Sun Belt Preseason Pitcher of the Year
Cameron Flukey, RHP, Coastal Carolina
Flukey enters the season as the most complete and bankable arm in the conference after an outstanding sophomore campaign in 2025. He pitched to a 3.19 ERA while striking out a team-best 118 hitters against just 24 walks over 101.2 innings, combining frontline workload with consistent swing-and-miss ability. Few pitchers in the country matched his blend of durability, strike-throwing and pure stuff.

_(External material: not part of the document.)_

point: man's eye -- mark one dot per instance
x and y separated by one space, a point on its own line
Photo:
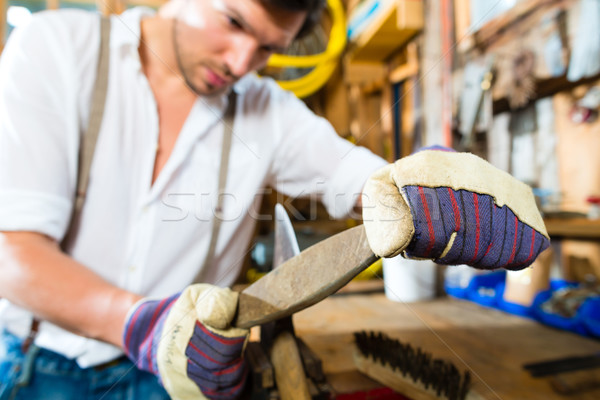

A long, lean righthander with an exaggerated layback and loose, athletic delivery, Flukey rifles his fastball to the plate in the mid-to-upper 90s. The pitch plays even harder thanks to its elite carry, giving Flukey one of the most overpowering fastball profiles in the nation. He also took meaningful steps forward with his curveball ahead of his draft season. With proven production, frontline stuff and the trust to shoulder a heavy load, Flukey opens the year as the safest bet in the league to perform like an ace.

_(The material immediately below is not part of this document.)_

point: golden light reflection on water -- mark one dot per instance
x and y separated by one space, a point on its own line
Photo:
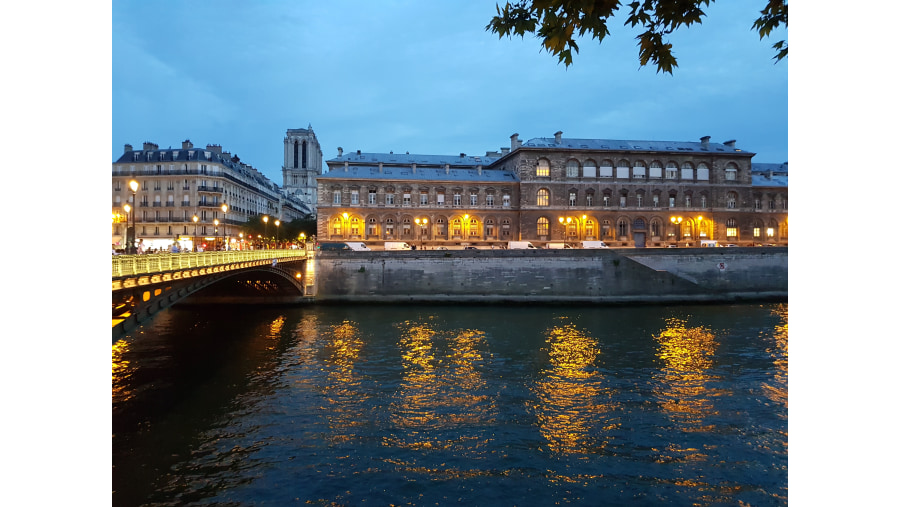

Sun Belt Preseason Freshman of the Year
Blaze Rodriguez, SS, Louisiana
Rodriguez enters the season with preseason momentum after earning the trust of coach Matt Deggs, who called him the best freshman newcomer he has coached in his career. That confidence translated quickly into opportunity, as Rodriguez was named Louisiana’s starting shortstop to open the season, positioning him to play a premium role from day one and compete immediately for conference freshman of the year honors.
An athletic middle infielder with an advanced internal clock and above-average arm strength, Rodriguez brings defensive stability at one of the most demanding positions on the field. He moves well laterally, fields the ball cleanly and shows the instincts required to handle the speed of the college game. The offensive profile is lighter at present, and Rodriguez will need to prove his bat can keep pace against more advanced pitching in the Sun Belt.
Notable Storylines
Bids up for grabs? The Sun Belt narrowly missed out on a third NCAA Tournament bid last season when Troy was left out of the field, despite a résumé that appeared worthy of consideration. The committee ultimately stopped at two bids, though, giving the league the unusual distinction of producing multiple regional hosts without an additional at-large selection. It marked the Sun Belt’s lowest tournament representation since 2021, when it sent just one team to the field. Every year since, the conference had earned four total bids.
Entering 2026, Sun Belt Conference stalwarts Coastal Carolina and Southern Miss appear as close to tournament locks as any teams can be before Opening Day. Troy once again looks like a club capable of building an at-large case, while Marshall returns intriguing depth that could position it for a similar push.
Coastal & Southern Miss are clear favorites: Parity has been far more elusive in the Sun Belt tournament than the league’s regular season race. No team has won back-to-back regular-season conference titles since South Alabama in 2015 and 2016, yet the conference tournament has been dominated by a small group for more than a decade.
Dating back to 2014, only Coastal Carolina, Southern Miss, South Alabama and Louisiana have claimed the league’s automatic bid, with no other program breaking through in that span. With Coastal and Southern Miss again returning rosters built to contend nationally, that stranglehold remains difficult to envision being challenged, even as the league continues to field several teams capable of testing it.